As an architecture student I have become accustomed to studying buildings through a set of glossy images intended for mass consumption. Architecture becomes nothing but a timeless moment recorded forever in history. If a picture is worth a thousand words, those words can become exhausted over time. In a case study we attempt to dig deeper than the images put in front of us. We sift through plans, sections, articles, and any other relevant information available in order to gain a better understand of the projects place in the world. We attempt to attack the project critically, yet the majority of our research tends to shy away from the fact that as an architectural piece in the world, the building will eventually decay and live passed its expected lifespan. The Google earth pan through and the dated photos fail to give insight to those questions regarding the lifespan and current state of the projects in question.

Once on site I was immediately hit with a feeling of deja vu. I had seen the structural systems in detail, the circulation, the architects intentions. I have rotated through 3d models and have sceen rendered views of every angle imaginable. I felt like i knew the building before stepping inside. So into the the door we went. A quick left led us to the circulation core of the north tower. Up to the 9th floor.

Everything i had imagined was misguided, I had seen aging from the exterior but within the core of the building the neglect was apparent. Under lit hallways, leaking doorways, flooded balconies. Winding down the building it dawned on me that even a piece of architecture that is held in high esteem must meet its end. Eventually it must be taken down to make room for newer ideas and construction.

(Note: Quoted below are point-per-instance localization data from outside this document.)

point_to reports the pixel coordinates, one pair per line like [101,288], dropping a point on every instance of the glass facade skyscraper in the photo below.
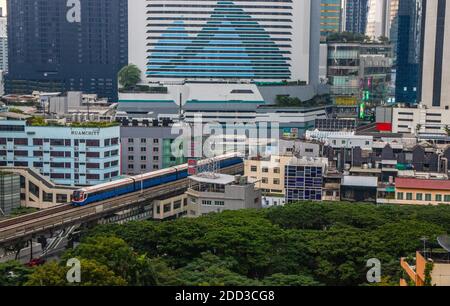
[409,47]
[225,40]
[66,45]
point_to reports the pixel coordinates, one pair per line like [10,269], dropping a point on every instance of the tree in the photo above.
[92,274]
[129,76]
[13,273]
[210,270]
[289,280]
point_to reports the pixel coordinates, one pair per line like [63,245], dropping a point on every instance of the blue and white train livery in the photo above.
[127,185]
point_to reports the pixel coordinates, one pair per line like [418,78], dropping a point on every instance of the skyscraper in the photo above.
[408,51]
[436,54]
[355,16]
[330,17]
[3,41]
[225,40]
[62,45]
[382,17]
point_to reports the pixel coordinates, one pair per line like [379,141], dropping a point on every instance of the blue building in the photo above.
[66,45]
[356,16]
[67,155]
[304,179]
[409,47]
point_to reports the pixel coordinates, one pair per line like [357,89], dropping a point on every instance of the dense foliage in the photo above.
[300,244]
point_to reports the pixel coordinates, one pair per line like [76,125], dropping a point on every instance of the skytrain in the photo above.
[132,184]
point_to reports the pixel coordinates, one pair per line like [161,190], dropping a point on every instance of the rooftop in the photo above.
[414,183]
[219,179]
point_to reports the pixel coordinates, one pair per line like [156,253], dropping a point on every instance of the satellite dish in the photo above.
[444,242]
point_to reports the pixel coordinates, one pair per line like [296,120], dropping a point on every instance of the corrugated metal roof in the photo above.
[360,181]
[413,183]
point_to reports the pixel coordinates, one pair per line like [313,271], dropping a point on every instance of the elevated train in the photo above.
[136,183]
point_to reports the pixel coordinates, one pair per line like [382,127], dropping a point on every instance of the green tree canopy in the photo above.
[129,76]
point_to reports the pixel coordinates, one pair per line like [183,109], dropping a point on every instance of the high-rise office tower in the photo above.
[409,41]
[355,16]
[382,18]
[436,54]
[3,41]
[66,45]
[207,41]
[330,17]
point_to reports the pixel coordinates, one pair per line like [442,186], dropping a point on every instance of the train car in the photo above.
[124,186]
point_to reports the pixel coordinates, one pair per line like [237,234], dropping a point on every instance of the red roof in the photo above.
[412,183]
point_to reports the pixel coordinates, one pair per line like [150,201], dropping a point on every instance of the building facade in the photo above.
[147,148]
[214,193]
[304,179]
[9,192]
[330,17]
[66,155]
[233,40]
[359,73]
[409,46]
[355,16]
[436,54]
[67,45]
[3,42]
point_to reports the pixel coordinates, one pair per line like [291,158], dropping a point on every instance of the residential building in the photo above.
[435,92]
[68,155]
[173,41]
[419,191]
[304,179]
[430,267]
[359,188]
[59,46]
[355,16]
[420,120]
[214,193]
[409,46]
[330,17]
[147,148]
[9,192]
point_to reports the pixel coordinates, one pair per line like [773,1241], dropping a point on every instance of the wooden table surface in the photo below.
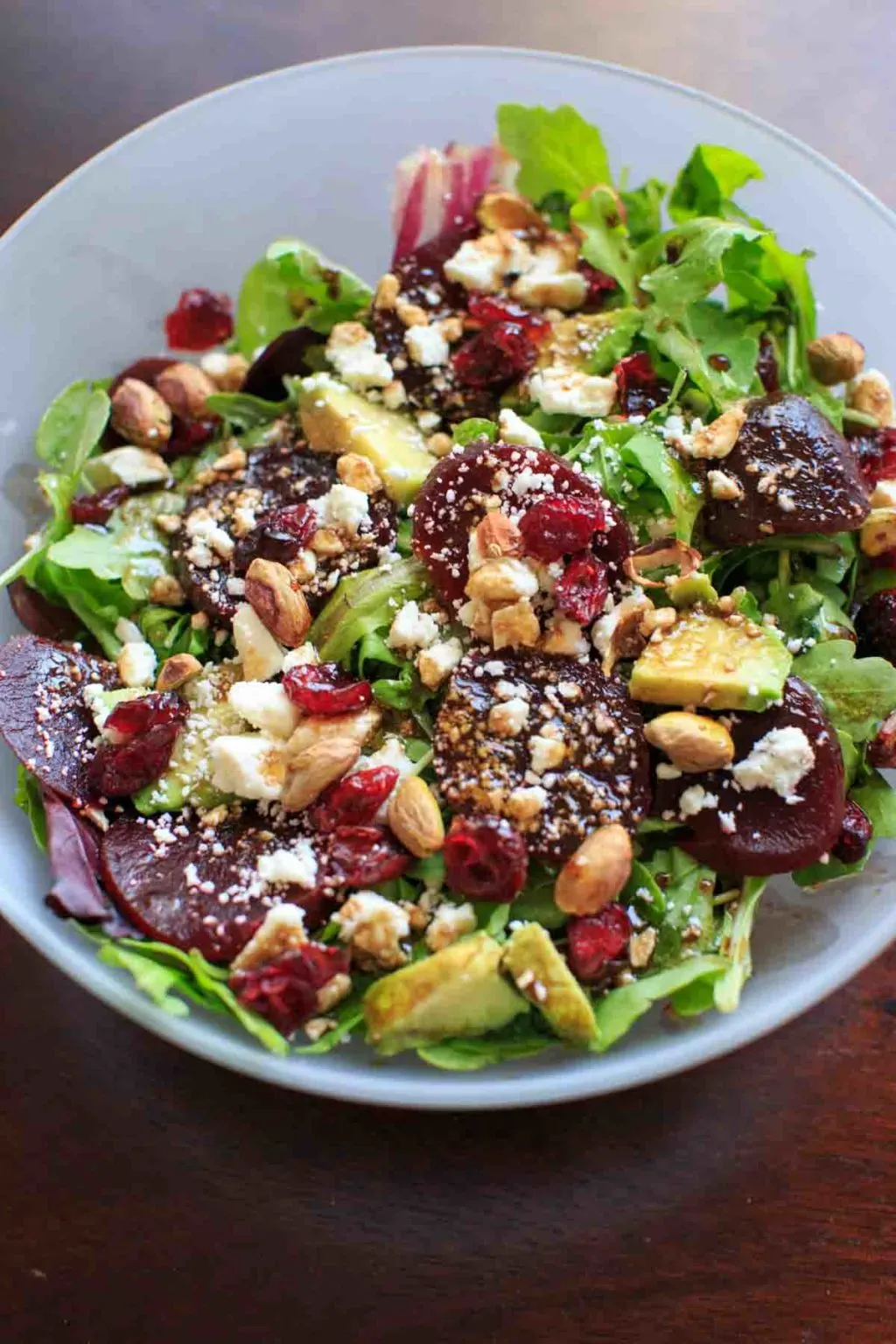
[148,1196]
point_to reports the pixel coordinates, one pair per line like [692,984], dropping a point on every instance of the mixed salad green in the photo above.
[453,663]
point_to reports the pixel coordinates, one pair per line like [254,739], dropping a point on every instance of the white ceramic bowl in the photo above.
[192,200]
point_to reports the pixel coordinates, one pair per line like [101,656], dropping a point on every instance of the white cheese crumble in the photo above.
[778,761]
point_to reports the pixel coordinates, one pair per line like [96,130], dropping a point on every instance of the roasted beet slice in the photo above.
[281,474]
[797,474]
[765,832]
[454,495]
[43,717]
[489,762]
[195,886]
[40,616]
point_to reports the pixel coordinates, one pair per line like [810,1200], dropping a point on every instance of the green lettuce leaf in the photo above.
[557,150]
[858,692]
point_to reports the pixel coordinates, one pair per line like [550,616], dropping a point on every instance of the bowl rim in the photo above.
[371,1083]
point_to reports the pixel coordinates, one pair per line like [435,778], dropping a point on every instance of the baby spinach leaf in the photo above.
[557,150]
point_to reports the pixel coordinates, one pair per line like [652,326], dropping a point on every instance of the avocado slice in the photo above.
[457,992]
[705,660]
[187,781]
[335,420]
[534,962]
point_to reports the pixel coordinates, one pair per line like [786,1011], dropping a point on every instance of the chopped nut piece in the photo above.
[140,414]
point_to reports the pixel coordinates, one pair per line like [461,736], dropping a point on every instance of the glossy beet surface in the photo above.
[277,478]
[605,767]
[451,506]
[797,474]
[43,717]
[770,835]
[150,877]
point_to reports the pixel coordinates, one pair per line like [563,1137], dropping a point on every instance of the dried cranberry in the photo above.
[187,437]
[639,388]
[281,536]
[767,365]
[855,835]
[876,454]
[200,320]
[363,857]
[597,940]
[599,286]
[98,508]
[354,800]
[485,859]
[285,990]
[324,689]
[876,626]
[560,526]
[582,591]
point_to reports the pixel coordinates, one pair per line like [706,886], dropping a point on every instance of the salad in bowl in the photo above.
[453,663]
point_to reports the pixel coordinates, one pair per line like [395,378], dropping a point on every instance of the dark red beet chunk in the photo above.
[451,506]
[485,859]
[200,320]
[876,626]
[595,941]
[363,857]
[354,800]
[797,474]
[855,835]
[40,616]
[770,835]
[326,689]
[285,990]
[560,526]
[605,769]
[582,591]
[98,508]
[43,717]
[150,878]
[640,388]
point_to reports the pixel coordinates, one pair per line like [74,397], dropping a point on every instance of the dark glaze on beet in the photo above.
[43,717]
[797,474]
[453,498]
[605,774]
[281,474]
[771,835]
[155,870]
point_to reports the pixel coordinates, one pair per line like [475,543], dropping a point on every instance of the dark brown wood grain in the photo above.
[147,1196]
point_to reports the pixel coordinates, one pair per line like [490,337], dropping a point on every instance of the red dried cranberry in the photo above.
[582,591]
[767,365]
[281,536]
[599,286]
[98,508]
[200,320]
[560,526]
[363,857]
[187,437]
[485,859]
[597,940]
[285,990]
[326,689]
[639,388]
[876,626]
[876,454]
[855,835]
[354,800]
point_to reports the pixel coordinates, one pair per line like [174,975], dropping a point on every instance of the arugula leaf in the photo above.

The ideas proposed in a piece of architecture might never be forgotten but there comes a time when a building must be replaced.



One response

  1. Travis Vliet

    Josh, when i first read [this post] i thought to my self what about decay and its role on the buildings life span. I am so glad you touched on that and were able to shed light on the fact that no matter the architectural importance the building is only as nice as it is maintained. I think that the photos you showed really exemplifies that although from my experience in seeing building much like the capsule tower or older i found it to be just as or more interesting to see how the building has adapted over time and it modification to technologies. i hope you are able to give us some sort glimpse into the way the capsule tower has changed overtime with increase and technological advances.